While money is in such short supply we have to put this right and make sure that the support we can give is directed at the most vulnerable.
That is what these reforms look to do - to bear down on the cost and to reintroduce an element of fairness to a system that has spiralled out of all control. They are about making sure that people who need support are actually given the help they need. And crucially, they are about ending the unaffordable cycle of welfare dependency created by the last Labour Government which trapped so many people in poverty and fostered a culture of entitlement.
With Housing Benefit in particular, the aim is that we put an end to the situation where some of those on benefits are living in houses that ordinary taxpayers could only dream of living in. This is a perfectly sensible thing to do. Labour used to agree – a similar reform of Housing Benefit was a Labour Party manifesto commitment at the last election!

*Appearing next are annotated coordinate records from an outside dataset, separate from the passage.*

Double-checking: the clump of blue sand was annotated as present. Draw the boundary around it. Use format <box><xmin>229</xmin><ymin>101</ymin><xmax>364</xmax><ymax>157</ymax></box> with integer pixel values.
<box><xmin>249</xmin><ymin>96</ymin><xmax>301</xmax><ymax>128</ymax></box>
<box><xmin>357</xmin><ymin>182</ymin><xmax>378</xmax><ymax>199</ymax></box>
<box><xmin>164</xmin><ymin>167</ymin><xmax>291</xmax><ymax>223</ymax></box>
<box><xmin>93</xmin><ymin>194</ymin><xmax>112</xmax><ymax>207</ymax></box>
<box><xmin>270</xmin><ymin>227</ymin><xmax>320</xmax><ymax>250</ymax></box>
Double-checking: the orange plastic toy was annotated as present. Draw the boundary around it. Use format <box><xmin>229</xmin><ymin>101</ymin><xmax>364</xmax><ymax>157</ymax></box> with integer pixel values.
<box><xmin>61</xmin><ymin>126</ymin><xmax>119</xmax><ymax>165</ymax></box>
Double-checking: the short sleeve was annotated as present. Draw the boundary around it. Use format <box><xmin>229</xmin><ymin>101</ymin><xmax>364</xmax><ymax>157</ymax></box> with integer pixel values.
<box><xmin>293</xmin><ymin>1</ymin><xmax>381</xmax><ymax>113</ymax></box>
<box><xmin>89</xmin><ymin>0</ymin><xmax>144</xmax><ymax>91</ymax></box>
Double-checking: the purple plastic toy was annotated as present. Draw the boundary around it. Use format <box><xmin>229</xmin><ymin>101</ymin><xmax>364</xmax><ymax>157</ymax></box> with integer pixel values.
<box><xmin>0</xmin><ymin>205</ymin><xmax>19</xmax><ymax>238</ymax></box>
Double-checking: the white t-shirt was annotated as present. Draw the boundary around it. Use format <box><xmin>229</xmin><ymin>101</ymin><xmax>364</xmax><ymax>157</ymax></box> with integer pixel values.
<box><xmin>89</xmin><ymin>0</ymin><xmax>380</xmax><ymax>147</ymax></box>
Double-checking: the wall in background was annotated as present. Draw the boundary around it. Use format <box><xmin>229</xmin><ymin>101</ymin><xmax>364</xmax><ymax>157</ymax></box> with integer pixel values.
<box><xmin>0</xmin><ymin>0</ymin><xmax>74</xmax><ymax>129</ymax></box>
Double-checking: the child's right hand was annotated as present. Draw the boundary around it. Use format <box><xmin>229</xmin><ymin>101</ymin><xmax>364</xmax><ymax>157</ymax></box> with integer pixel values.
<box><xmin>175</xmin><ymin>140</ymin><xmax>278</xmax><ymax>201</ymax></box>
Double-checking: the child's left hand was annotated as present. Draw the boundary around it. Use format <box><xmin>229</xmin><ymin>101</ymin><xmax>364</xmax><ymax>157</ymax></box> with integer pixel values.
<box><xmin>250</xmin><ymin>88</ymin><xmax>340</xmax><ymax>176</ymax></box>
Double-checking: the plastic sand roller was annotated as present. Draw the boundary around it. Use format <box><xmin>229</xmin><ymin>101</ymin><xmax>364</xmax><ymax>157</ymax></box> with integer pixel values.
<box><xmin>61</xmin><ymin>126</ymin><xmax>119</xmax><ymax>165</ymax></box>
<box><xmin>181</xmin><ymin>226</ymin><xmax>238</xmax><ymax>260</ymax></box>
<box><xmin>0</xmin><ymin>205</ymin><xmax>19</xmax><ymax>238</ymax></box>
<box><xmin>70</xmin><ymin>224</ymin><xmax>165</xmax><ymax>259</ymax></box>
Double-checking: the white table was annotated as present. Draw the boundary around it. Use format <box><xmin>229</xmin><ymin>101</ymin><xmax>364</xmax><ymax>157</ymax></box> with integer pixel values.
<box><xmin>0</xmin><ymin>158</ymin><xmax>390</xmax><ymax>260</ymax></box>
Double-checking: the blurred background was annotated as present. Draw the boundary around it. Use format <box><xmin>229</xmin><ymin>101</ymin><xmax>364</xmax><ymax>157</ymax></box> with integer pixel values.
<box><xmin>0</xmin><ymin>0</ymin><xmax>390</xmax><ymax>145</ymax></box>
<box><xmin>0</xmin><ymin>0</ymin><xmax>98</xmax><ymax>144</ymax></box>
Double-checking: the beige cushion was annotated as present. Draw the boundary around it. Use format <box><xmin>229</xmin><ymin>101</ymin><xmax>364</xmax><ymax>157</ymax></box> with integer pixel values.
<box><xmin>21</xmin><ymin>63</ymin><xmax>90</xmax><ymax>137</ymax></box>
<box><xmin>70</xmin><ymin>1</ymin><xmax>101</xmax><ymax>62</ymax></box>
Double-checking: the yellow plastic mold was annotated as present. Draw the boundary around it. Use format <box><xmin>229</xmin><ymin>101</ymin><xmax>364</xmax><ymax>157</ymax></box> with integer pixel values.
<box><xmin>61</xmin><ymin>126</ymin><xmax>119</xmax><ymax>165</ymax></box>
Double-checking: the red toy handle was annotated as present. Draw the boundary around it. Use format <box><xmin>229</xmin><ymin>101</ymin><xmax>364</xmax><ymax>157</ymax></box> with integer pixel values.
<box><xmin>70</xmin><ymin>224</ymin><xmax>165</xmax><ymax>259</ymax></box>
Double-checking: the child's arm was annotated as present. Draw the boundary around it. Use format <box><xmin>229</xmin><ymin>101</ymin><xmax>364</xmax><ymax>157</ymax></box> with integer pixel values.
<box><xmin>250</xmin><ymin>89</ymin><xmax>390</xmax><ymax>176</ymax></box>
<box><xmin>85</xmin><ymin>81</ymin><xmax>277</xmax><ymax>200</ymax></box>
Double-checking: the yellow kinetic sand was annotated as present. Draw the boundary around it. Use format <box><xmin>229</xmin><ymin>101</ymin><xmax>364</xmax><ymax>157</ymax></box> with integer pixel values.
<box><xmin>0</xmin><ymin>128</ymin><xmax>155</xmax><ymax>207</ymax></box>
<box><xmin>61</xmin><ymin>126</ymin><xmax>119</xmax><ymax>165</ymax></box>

When I’m out and about knocking on doors across Ealing and Acton, people agree and have been overwhelmingly positive about the reforms. They like the idea that it pays to work and that those on benefit will not be able to afford better houses than those in low-paid work can afford. This is only fair on taxpayers.
Coupled with this package of new measures is an important change that will reduce the amount of tax we all pay, announced by the Chancellor in last month’s Budget. The amount people can earn before paying income tax - the personal allowance - will rise to £10,000 in April 2014. This tax cut will benefit an estimated 45,814 people in my constituency, Ealing Central and Acton, with 431 people lifted out of income tax altogether. It’s another measure which delivers real support for people who want to work hard and get on.
I’ve arranged for a Government Minister and one of the Senior Civil Servants responsible for bringing in the reforms to come to Ealing later this month and talk about the changes to a range of local community groups and charities. It’s really important that everybody is aware of the reasons we’re introducing these reforms.